Labour of Dyonisus: Weak subjects and the politics of avoidance.
In the development of the postmodern liberal argument State power is not exerted according to what Foucault calls a disciplinary paradigm […]. State power here does not involve the exposure and subjugation of social subjects as part of an effort to engage, mediate, and organise conflictual forces within the limits of order. The thin state avoids such engagement: this is what characterises its “liberal” politics. […]
The liberal notion of tolerance coincides here perfectly with the decidedly illiberal mechanism of exclusion. The thin state of postmodern liberalism appears, in effect, as a refinement and extension of the German tradition of the science of the police. The police are necessary to afford the system abstraction and isolation: the “thin blue line” delimits the boundaries of what will be accepted as inputs in the system of rule. […]

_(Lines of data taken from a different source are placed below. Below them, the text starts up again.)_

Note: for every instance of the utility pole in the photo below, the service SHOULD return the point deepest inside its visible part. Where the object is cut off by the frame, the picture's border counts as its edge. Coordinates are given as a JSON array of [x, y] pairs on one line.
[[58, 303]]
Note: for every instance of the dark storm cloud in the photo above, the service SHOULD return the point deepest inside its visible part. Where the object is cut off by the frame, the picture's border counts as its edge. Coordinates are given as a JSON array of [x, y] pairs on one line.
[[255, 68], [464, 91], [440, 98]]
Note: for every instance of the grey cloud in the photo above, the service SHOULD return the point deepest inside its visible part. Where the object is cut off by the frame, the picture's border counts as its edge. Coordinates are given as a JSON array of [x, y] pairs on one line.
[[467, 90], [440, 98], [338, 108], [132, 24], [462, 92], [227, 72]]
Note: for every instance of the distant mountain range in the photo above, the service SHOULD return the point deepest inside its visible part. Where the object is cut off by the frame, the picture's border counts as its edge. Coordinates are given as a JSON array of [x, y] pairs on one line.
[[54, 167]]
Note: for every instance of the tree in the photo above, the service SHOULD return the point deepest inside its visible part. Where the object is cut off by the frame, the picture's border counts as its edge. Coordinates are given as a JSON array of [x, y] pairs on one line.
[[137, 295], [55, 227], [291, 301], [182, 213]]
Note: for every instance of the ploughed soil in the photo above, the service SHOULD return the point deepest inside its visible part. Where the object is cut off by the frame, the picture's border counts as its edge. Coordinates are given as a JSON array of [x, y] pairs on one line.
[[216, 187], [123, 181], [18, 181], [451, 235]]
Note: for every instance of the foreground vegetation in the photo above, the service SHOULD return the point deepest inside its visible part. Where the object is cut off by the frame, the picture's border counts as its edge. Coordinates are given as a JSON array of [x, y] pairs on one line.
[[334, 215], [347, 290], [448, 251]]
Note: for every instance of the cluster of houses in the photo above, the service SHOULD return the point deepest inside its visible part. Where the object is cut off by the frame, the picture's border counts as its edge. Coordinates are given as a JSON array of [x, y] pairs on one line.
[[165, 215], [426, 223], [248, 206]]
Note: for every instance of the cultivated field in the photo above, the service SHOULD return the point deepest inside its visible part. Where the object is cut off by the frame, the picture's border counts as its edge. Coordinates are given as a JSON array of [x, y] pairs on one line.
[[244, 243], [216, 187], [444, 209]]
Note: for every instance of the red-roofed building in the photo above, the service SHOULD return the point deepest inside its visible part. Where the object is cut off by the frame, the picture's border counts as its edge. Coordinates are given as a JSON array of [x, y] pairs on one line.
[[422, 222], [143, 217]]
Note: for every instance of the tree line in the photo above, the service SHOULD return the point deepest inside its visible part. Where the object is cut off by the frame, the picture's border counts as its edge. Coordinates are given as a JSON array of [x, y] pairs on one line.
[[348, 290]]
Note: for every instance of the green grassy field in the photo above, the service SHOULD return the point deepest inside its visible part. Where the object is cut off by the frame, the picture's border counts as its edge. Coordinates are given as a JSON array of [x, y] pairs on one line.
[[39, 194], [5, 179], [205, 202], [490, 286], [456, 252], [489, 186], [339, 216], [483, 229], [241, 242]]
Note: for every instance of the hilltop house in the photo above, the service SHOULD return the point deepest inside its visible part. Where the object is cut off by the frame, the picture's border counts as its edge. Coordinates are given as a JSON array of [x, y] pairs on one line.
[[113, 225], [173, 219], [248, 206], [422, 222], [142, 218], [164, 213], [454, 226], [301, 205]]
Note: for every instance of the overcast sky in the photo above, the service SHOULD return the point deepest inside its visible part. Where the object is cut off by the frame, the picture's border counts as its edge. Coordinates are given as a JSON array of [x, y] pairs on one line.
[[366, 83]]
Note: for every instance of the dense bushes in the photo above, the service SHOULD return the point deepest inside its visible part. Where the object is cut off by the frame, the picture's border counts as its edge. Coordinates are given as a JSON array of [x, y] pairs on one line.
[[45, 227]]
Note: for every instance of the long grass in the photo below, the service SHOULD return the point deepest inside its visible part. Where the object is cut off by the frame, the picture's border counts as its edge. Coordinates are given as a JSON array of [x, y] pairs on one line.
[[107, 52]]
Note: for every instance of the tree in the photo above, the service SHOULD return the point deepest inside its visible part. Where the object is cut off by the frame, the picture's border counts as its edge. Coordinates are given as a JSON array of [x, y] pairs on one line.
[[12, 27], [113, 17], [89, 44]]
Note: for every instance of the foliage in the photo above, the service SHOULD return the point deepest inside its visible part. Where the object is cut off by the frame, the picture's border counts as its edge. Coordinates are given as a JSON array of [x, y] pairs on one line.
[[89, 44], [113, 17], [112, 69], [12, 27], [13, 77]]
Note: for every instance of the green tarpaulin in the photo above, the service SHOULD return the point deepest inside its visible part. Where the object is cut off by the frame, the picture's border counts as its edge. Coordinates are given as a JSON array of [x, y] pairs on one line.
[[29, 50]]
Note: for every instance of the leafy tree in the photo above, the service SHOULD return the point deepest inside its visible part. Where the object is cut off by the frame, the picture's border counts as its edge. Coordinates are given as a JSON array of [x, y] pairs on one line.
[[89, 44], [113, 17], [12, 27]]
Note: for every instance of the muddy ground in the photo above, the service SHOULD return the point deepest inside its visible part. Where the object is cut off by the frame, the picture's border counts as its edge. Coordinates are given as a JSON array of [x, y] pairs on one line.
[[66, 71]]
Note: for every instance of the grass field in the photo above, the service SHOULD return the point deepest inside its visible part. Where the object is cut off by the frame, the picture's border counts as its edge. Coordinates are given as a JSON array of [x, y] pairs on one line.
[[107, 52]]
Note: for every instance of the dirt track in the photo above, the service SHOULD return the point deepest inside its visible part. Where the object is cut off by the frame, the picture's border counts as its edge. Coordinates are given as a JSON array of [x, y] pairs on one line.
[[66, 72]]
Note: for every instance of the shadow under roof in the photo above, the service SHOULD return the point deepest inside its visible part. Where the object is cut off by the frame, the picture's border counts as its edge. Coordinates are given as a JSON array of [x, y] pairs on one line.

The crucial development presented by the postmodern Polizeiwissenschaft, is that now society is not infiltrated and engaged, but separated and controlled: not a disciplinary society but a pacified society of control. The police function creates and maintains a pacified society, or the image of a pacified society, by preventing the incidence of conflicts on the machine of equilibrium. […]
The method of avoidance then carries implicitly a postmodern Polizeiwissenschaft that effectively, and in practical terms, abstracts the system from the field of potential conflicts, thus allowing the system to order an efficient, administred society.